Keynote Speaker

In today’s spillway design of dams there is a tendency of increasing the unit discharge of high-velocity jets leaving the appurtenant water release structures. For gated chute flip bucket (ski jump) spillways, unit discharges between 200 and 300 m 3 /s/m are not rare anymore, since the cavitation risk is mitigated by chute bottom aerators. Crest spillways for arch dams are currently designed for unit discharges from 70 m 3 /sm to 120 m 3 /sm by installing crest gates. With the latest high-pressure gate technology, mid- and low-level orifice spillways evacuate unit discharges up to 400 m ³ /s.m. Scour of rock is of concern when assessing the effect of jets released from spillways plunging onto rock foundations downstream of dams or designing plunge pools. Rock scour is a complex problem studied extensively experimentally but often in a simplified way by using granular material.

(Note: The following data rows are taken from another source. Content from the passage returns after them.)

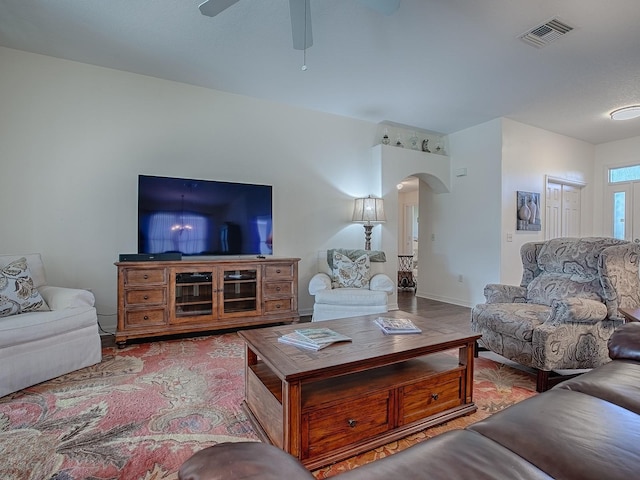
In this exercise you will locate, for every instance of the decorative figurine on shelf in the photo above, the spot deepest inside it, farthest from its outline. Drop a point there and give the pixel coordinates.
(385, 138)
(414, 141)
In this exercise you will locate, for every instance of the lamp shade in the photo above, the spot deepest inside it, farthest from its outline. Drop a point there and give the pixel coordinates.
(369, 210)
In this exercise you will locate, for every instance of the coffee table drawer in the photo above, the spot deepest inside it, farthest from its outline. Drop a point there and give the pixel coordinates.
(346, 423)
(430, 396)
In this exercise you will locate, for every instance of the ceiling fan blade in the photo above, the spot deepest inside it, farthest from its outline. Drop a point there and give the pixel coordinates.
(301, 24)
(386, 7)
(211, 8)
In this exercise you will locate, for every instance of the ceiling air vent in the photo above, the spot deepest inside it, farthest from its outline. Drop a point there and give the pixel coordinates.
(546, 33)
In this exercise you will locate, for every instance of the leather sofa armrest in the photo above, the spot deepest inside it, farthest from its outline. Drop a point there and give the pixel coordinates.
(242, 460)
(319, 282)
(499, 293)
(624, 343)
(60, 298)
(577, 310)
(382, 283)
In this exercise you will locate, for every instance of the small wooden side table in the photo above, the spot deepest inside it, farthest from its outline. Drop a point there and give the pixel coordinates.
(630, 315)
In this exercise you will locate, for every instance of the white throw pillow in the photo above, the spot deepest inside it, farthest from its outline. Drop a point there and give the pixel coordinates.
(17, 293)
(349, 273)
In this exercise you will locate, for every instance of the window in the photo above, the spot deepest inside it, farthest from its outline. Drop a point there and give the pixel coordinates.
(624, 174)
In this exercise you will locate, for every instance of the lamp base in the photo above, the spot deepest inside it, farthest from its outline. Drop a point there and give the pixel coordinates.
(367, 236)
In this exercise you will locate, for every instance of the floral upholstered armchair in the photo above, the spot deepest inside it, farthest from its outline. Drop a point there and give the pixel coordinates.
(566, 307)
(350, 283)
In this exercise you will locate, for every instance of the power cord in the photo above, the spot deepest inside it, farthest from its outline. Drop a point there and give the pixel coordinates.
(100, 326)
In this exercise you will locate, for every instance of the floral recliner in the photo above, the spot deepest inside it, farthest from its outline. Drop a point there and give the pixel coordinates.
(566, 307)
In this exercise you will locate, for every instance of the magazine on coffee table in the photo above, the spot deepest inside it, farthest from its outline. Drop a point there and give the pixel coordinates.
(396, 325)
(313, 338)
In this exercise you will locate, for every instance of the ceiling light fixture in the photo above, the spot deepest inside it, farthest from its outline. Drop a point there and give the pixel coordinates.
(626, 113)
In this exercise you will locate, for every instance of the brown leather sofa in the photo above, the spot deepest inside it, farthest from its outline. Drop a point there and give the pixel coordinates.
(585, 428)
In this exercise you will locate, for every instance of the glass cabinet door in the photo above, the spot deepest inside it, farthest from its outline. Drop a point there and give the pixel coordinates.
(240, 291)
(194, 294)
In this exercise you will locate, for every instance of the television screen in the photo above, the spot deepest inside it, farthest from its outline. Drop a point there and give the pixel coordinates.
(203, 217)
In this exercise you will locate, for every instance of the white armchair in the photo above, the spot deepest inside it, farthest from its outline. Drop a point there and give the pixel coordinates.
(45, 331)
(365, 292)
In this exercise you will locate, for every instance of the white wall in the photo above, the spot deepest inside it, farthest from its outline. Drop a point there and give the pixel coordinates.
(464, 223)
(74, 137)
(528, 154)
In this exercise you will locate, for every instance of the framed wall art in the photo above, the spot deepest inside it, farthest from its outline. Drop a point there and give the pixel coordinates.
(528, 212)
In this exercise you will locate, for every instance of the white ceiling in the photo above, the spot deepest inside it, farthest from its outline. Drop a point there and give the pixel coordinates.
(436, 65)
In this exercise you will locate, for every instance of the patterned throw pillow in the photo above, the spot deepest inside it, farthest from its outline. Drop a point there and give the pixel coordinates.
(17, 293)
(349, 273)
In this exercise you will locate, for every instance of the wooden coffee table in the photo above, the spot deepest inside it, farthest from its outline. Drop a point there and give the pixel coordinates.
(348, 398)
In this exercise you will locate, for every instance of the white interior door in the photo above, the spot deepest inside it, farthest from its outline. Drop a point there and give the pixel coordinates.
(563, 209)
(619, 209)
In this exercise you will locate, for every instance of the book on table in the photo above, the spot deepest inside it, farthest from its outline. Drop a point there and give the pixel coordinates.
(313, 338)
(391, 325)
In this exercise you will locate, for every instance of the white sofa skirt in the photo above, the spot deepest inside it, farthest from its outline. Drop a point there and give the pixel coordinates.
(39, 346)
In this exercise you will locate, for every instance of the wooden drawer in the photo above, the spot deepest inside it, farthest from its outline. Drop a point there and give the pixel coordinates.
(345, 423)
(145, 318)
(277, 306)
(146, 297)
(145, 276)
(277, 289)
(279, 271)
(430, 396)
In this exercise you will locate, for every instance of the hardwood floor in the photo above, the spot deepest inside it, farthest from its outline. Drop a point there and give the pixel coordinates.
(424, 307)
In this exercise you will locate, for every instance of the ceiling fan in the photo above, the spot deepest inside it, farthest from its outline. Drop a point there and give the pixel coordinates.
(300, 15)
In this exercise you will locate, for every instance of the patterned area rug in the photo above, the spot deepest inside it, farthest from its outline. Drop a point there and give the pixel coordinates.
(145, 409)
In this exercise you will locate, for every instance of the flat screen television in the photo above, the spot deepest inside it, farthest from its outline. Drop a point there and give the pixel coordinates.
(203, 217)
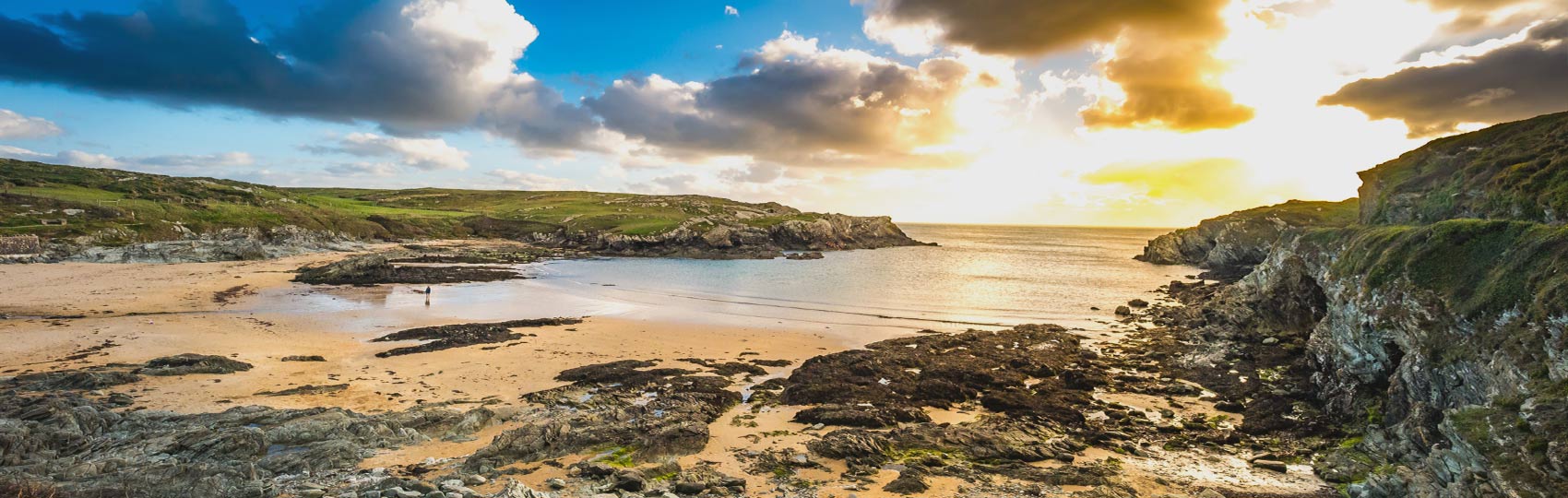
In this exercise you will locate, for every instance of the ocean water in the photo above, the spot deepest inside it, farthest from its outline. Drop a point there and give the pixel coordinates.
(979, 276)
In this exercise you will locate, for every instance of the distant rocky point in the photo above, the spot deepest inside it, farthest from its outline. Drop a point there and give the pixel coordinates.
(109, 215)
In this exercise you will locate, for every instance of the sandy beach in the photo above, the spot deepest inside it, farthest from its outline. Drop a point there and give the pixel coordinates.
(76, 315)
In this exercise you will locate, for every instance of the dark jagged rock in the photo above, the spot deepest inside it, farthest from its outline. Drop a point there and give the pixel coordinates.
(74, 379)
(1233, 243)
(192, 363)
(944, 370)
(1435, 350)
(85, 448)
(374, 268)
(860, 417)
(469, 334)
(728, 368)
(306, 388)
(651, 412)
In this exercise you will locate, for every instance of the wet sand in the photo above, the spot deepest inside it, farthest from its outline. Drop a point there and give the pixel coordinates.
(251, 312)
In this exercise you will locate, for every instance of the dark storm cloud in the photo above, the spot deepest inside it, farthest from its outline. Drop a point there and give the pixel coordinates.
(1164, 56)
(1515, 82)
(342, 60)
(800, 105)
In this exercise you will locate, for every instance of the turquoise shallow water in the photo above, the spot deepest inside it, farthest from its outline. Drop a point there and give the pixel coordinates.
(980, 276)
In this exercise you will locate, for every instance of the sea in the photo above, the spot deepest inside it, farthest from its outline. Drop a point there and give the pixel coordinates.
(976, 278)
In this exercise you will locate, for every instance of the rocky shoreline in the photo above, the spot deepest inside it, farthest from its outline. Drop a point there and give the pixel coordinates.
(720, 240)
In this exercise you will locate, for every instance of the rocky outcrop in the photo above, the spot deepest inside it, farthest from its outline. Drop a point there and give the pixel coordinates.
(1510, 171)
(228, 244)
(1233, 243)
(80, 445)
(458, 336)
(731, 237)
(375, 268)
(1435, 351)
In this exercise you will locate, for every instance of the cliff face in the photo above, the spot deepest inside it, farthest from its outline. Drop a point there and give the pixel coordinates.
(1233, 243)
(1446, 361)
(1440, 348)
(107, 215)
(716, 237)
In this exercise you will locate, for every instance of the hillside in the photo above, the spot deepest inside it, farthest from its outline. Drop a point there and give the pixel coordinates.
(110, 208)
(1427, 332)
(1510, 171)
(1236, 242)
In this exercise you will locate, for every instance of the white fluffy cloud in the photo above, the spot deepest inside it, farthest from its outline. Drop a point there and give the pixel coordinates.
(530, 181)
(174, 163)
(427, 154)
(18, 125)
(800, 103)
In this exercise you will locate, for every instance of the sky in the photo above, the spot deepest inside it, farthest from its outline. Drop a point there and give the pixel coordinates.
(1153, 113)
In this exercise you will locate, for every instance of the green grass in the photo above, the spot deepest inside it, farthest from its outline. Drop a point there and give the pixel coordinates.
(1510, 171)
(1476, 267)
(152, 208)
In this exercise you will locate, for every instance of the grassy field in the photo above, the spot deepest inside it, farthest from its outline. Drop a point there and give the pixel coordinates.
(145, 208)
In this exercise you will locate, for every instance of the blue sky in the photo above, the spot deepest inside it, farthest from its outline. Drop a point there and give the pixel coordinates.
(1032, 112)
(582, 47)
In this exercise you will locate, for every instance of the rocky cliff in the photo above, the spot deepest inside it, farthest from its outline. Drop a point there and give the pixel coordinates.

Nevertheless, reliable scour prediction in rock must consider the relevant physical processes when fluctuating turbulent pressures of highly aerated flow in the plunge pool are propagating into fractured rock masses resulting in a strong fluid-air-rock interaction. In modern scour evaluation methods, the potential and extent of rock scour is determined by employing the principles of fracture mechanics and Newton’s second law. Continuing research into various aspects of turbulent flow and its interaction with rock formations refine this procedure. The main difficulties encountered when estimating scour depths are discussed, including the choice of the appropriate theory for rock scour assessment, interpretation of hydraulic model tests and prototype observations, the scour rate, and the prevailing discharge. The selection of the flood return period is addressed, for which the scour formation and the control measures have to be evaluated, as also options of measures for scour control. Finally, the challenges for dam designers are presented when answering relevant questions reading dam safety and powerhouse operation.